A 2ª Turma Especializada do Tribunal Regional Federal da 2ª Região negou, por unanimidade, habeas corpus impetrado em favor de um diretor do Banco Fonte Cindam S/A, para tentar trancar a ação penal em que ele e mais sete diretores do Banco são acusados de conceder empréstimos, proibidos por lei, a empresas do mesmo grupo. As empresas envolvidas nas supostas operações ilegais são o Fonte Cindam Panamá Inc. (panamenha), cujo total do capital pertence ao Fonte Cindam S/A, o Fonte Cindam Participações (brasileira), Fonte Cindam Distribuidora de Títulos e Valores Mobiliários LTDA (brasileira) e Goldmine Fundidora Ltda (brasileira).
Segundo o Ministério Público Federal, os diretores acusados teriam firmado contratos de empréstimos indiretos com empresas das quais o Fonte Cindam, ou seus diretores, detinham participação acionária superior a 10%, crime previsto no art. 17 da lei 7.492/86, que define os crimes contra o sistema financeiro.

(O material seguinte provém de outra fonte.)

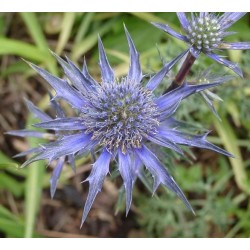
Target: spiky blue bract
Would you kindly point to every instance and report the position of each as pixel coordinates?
(117, 119)
(205, 32)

No habeas corpus impetrado, um dos diretores alega que não houve crime, pois a citada lei visa a evitar a chamada autoconcentração de risco, pela qual a instituição financeira não deve assumir riscos além dos necessários, emprestando dinheiros a suas coligadas ou controladas, mas a denúncia não teria levado em consideração o fato de que o Fonte Cindam recebe recursos (aporte de capitais), tendo, como mutuante (quem empresta o dinheiro), uma controlada estrangeira.
O relator do processo, desembargador federal Messod Azulay Neto, entendeu que a acusação feita está baseada em indícios de autoria suficientes para a fundamentar a denúncia e que os fatos narrados pelo Ministério Público correspondem a crime previsto na ordem jurídica brasileira, não havendo motivos para o trancamento da ação.
Negado o habeas corpus, a ação penal seguirá seu trâmite na 5ª Vara Federal Criminal do Rio Janeiro, onde ainda haverá interrogatórios de envolvidos no processo e o mérito será analisado na sentença.